The Chapter 19a lab is implemented in:

scripts.psych_ch19a_rank_nonparametrics
tests.test_psych_ch19a_rank_nonparametrics

The script does three things:

Mann–Whitney U demo
- Simulates skewed scores for Control vs. Treatment.
- Runs pingouin.mwu() and prints the \(U\) statistic, \(p\) value, and effect size.
- Saves the simulated dataset to:
  - data/synthetic/psych_ch19a_mannwhitney_demo.csv
- Saves the test results to:
  - outputs/track_b/ch19a_mannwhitney_results.csv
Wilcoxon signed-rank demo
- Simulates Pre vs. Post scores for the same participants.
- Runs pingouin.wilcoxon() on the paired data.
- Saves the wide-format data (one row per participant) to:
  - data/synthetic/psych_ch19a_wilcoxon_demo.csv
- Saves the test results to:
  - outputs/track_b/ch19a_wilcoxon_results.csv
Kruskal–Wallis demo
- Simulates a three-group design (e.g., Low / Medium / High dosing).
- Runs pingouin.kruskal() to test for differences among groups.
- Saves the dataset to:
  - data/synthetic/psych_ch19a_kruskal_demo.csv
- Saves the test results to:
  - outputs/track_b/ch19a_kruskal_results.csv

Finally, the script creates a small figure comparing group distributions (via boxplots) and saves it as:

outputs/track_b/ch19a_rank_nonparam_boxplots.png

Running the Chapter 19a lab

From the project root, you can run the full demo with:

make psych-ch19a

To run only the tests for this chapter:

make test-psych-ch19a

These targets simply wrap:

python -m scripts.psych_ch19a_rank_nonparametrics
pytest tests/test_psych_ch19a_rank_nonparametrics.py

Conceptual summary

Chapter 19 (chi-square) focused on categorical outcomes and counts in categories.
Chapter 19a (this appendix) focuses on continuous / ordinal outcomes where parametric assumptions are shaky.

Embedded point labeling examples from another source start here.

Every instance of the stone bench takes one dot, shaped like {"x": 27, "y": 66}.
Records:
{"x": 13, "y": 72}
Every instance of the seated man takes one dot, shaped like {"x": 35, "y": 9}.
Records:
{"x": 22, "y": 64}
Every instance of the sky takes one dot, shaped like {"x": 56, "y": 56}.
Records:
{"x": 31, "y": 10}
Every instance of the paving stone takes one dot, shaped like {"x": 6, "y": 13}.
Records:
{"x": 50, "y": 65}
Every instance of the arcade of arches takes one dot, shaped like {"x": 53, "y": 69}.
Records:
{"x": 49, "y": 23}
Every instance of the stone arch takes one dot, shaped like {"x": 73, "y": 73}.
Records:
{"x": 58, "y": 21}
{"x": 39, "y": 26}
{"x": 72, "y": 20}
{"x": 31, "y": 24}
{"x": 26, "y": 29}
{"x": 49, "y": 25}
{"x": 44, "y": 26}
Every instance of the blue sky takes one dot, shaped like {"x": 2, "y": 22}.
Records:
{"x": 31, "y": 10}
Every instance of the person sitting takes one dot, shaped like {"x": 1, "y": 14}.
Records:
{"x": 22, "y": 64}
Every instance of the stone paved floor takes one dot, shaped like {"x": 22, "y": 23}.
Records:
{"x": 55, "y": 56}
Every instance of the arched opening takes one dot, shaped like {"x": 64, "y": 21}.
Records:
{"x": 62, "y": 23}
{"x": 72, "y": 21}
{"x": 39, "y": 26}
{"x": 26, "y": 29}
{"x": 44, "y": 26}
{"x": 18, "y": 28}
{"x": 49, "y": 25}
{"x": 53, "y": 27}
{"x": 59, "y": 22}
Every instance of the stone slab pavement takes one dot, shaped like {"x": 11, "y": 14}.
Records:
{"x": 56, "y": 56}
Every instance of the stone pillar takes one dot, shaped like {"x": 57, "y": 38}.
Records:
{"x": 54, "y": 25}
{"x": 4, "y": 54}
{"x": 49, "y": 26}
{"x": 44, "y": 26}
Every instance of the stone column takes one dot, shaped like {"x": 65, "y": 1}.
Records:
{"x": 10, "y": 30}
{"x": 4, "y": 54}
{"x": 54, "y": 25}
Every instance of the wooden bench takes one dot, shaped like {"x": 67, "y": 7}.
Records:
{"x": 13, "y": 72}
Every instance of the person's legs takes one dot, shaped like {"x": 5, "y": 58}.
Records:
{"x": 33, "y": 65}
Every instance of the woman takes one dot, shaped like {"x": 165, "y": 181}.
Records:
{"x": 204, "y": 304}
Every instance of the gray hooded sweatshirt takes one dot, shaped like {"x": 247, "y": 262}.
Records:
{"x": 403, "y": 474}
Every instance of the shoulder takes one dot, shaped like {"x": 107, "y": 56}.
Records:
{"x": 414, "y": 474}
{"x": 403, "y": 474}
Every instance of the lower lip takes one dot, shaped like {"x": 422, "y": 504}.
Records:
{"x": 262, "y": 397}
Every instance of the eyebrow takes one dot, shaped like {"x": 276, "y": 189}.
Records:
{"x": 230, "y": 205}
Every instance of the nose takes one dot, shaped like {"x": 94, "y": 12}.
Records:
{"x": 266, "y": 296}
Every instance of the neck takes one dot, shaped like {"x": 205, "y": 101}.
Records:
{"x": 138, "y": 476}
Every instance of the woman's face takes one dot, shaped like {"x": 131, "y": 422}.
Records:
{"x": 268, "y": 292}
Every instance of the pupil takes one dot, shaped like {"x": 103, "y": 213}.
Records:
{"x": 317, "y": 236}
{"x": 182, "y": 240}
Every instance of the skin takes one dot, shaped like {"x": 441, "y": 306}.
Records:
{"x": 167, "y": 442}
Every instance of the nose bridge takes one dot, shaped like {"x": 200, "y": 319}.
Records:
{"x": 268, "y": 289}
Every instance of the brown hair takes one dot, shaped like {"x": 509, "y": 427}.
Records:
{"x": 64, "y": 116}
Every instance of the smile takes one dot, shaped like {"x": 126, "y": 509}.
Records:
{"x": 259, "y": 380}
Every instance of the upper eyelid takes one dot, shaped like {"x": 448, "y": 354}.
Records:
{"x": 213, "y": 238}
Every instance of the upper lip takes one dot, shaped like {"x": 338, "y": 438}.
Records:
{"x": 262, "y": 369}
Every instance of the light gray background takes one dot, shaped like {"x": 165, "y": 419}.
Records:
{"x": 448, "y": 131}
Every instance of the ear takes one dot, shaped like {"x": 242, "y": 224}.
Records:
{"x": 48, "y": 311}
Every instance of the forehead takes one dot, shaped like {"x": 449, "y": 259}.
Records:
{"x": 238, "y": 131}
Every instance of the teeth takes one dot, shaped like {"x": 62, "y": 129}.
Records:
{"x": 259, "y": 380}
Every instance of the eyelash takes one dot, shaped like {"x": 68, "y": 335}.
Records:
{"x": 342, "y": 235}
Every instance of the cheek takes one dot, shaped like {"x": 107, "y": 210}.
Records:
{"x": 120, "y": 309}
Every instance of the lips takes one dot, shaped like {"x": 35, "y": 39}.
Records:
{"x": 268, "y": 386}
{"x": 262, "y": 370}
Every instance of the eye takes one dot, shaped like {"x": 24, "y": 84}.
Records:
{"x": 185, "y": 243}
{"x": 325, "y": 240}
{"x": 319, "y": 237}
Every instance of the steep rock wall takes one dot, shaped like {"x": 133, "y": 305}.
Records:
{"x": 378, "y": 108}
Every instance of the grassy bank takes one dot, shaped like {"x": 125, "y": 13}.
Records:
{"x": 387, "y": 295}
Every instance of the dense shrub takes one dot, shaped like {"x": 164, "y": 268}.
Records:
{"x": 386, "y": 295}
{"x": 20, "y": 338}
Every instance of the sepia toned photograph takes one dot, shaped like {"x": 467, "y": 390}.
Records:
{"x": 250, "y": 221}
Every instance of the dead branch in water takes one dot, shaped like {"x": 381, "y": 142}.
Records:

Rank-based non-parametric tests:

Keep the research questions from your t-tests and ANOVAs.
Answer them using ranks and robust test statistics instead of relying on normality of raw scores.
Provide a practical toolset when data are messy, skewed, or resistant to transformation.

In more advanced courses (e.g., Robust Methods, Categorical Data Analysis, or Generalized Linear Models), you will see how these ideas generalize further: logistic regression for categorical outcomes, robust regression for outliers, and permutation tests for flexible, assumption-lean inference.

For now, Chapter 19a gives you a principled way to say:

“Even when the assumptions of t and ANOVA are not met, I can still design and analyze my study using methods that respect the structure of my data.”